Let The Good Times Burn!
Guys, you’ve heard the old saying that “the way to a man’s heart is through his stomach.” Well trust me, this saying holds true in most cases regarding love and romance.
It’s safe to say that every dude loves a woman that can cook good! (Hell, all men gotta eat, right?) A Man want a good woman, who can prepare fantastic tasting dishes. We like eating new shit (…and not only in the bed room.)LOL.
But along comes Carla. (Can’t cook worth a shit!) She thinks she understands this concept about men and what they like when it comes to food & sex. This woman desperately want to please her man; not only in the bedroom, but also at the dinner table. So now, let’s see what’s cooking with this goofy woman.

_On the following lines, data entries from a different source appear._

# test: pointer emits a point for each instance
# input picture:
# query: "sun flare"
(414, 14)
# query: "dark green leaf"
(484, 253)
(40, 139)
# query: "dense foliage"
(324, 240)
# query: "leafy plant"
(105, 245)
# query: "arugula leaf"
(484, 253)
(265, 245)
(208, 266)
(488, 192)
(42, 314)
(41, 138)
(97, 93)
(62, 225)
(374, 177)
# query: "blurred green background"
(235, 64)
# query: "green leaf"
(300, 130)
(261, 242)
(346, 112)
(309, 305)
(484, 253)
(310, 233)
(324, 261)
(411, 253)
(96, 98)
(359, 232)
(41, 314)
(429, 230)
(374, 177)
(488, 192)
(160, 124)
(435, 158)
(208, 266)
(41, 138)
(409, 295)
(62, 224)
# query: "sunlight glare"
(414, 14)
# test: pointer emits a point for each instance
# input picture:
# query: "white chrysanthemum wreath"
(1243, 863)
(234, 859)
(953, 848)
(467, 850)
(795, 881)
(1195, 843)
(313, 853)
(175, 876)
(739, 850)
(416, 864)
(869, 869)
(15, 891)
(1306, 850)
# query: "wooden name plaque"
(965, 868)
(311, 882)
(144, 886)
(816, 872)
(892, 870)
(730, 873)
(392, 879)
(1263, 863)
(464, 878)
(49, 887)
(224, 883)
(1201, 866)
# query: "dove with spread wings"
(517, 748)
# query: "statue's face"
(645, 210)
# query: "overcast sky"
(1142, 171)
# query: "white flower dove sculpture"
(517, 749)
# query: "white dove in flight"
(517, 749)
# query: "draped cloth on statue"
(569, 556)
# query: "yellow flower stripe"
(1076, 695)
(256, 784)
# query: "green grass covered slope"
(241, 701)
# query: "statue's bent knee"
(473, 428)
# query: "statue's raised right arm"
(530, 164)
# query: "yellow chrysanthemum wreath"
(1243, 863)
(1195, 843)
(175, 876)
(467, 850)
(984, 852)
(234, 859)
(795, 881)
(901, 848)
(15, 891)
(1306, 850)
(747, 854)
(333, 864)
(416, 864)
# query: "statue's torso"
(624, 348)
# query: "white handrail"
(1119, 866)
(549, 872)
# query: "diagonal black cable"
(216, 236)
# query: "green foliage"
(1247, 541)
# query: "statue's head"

VITAL STATISTICS – Age: 24 to 49, Height: 5’3″ to 5’7″, Weight: Slightly Lean!
OCCUPATION – You may find this type in a downtown cooking class, screwing everything up. Or she maybe a co-assistant at a catering business
FAVORITE FOODS – When you come by her place, she’ll have a candlelight dinner setting that includes ‘Roasted Head of Moose’ smothered in gravy. Also, be prepared to gobble down baked beans with raw beacon, squirrel stew and spanish rice. (Guys, if you don’t have health insurance, your ass better get some.)
FAVORITE DRINKS – You know you must have drinks with that dinner; so she’ll offer you her favorite, “cooking sherry on the rocks.” And towards those romantic evenings, you’ll sip on Jack Daniels with a buttermilk chaser.
FAVORITE MUSIC – She’ll have you listening to different versions of the old ‘Rice Crispy’ commercial jingles, and all the food jingles played on YouTube.
FAVORITE MOVIES/TV SHOWS – She likes watching, “The Adventures of Cooking with Julia Childs,” “The Galloping Gourmet,” & that new broadway hit production, “It Must Be Jelly ‘Cause Jam Don’t Shake Like That.”
FAVORITE SPORTS/HOBBIES – With her, she’ll have you participating in such fun things as the annual ‘squash stomping’ event. Later, she’ll hope you enjoy the long distance ‘pork chop tossing’ contest and the spoiled ‘meat loaf bake-off’ event.
TYPE OF CAR – She loves the look and smell of new catering trucks. If she gets one, she’ll be able to haul around all the old cooking utensils she’s stolen over the years.
LAST BOOK- ‘7 Ways To Microwave & Serve Goat-head Liver’ by special, International food critic, Yule Gagkan Puke.
TURN-ONS – She get excited at new supermarket openings, discount coupons that are good for six months and food processors that don’t go bad.(But with her cooking skills, does it really matter?!)
TURN-OFFS – Generic aluminum foil that rips easily and doesn’t seal, wax paper that doesn’t hold and pans without matching lids.
SECRET FANTASY – To wrestle around in a large tub of pudding with world-class chefs and food critics.
ASTROLOGICAL SIGN – Scorpio
PERSONALITY – Half-baked, and struggles at what she does, this woman was married three times. Each relationship ended with blow ups because her past spouses figured they were better at cooking than her.
Now single once again, her relaxation after work consist of trying new dishes to fuck up and being creative (…But Not successfully), in the kitchen.
IDEAL MAN – Must have culinary art skills that he can pass to her, with the hopes of her getting her shit together.
WHERE TO MEET – These clumsy-types are usually found spending their time at home appliance conventions, in super markets, at fast food joints and on blind dates.
GOAL – To write a best selling cookbook.
RATING: 4.8 – Life with this bumbling, unskilled woman could only mean one thing; you coming home from work, washing dishes and preparing the evening dinner. You’ll get tired of her constant coupon clipping & trading among her friends.
Experiencing constant diarrhea one week, then constipation four times a week is something you may never get use to. (It’s frustrating having to run and take a shit as soon as you get to work, then realize you can’t.) Damn!! But if you can handle it, then life can be a ‘Bowl of Cherries.’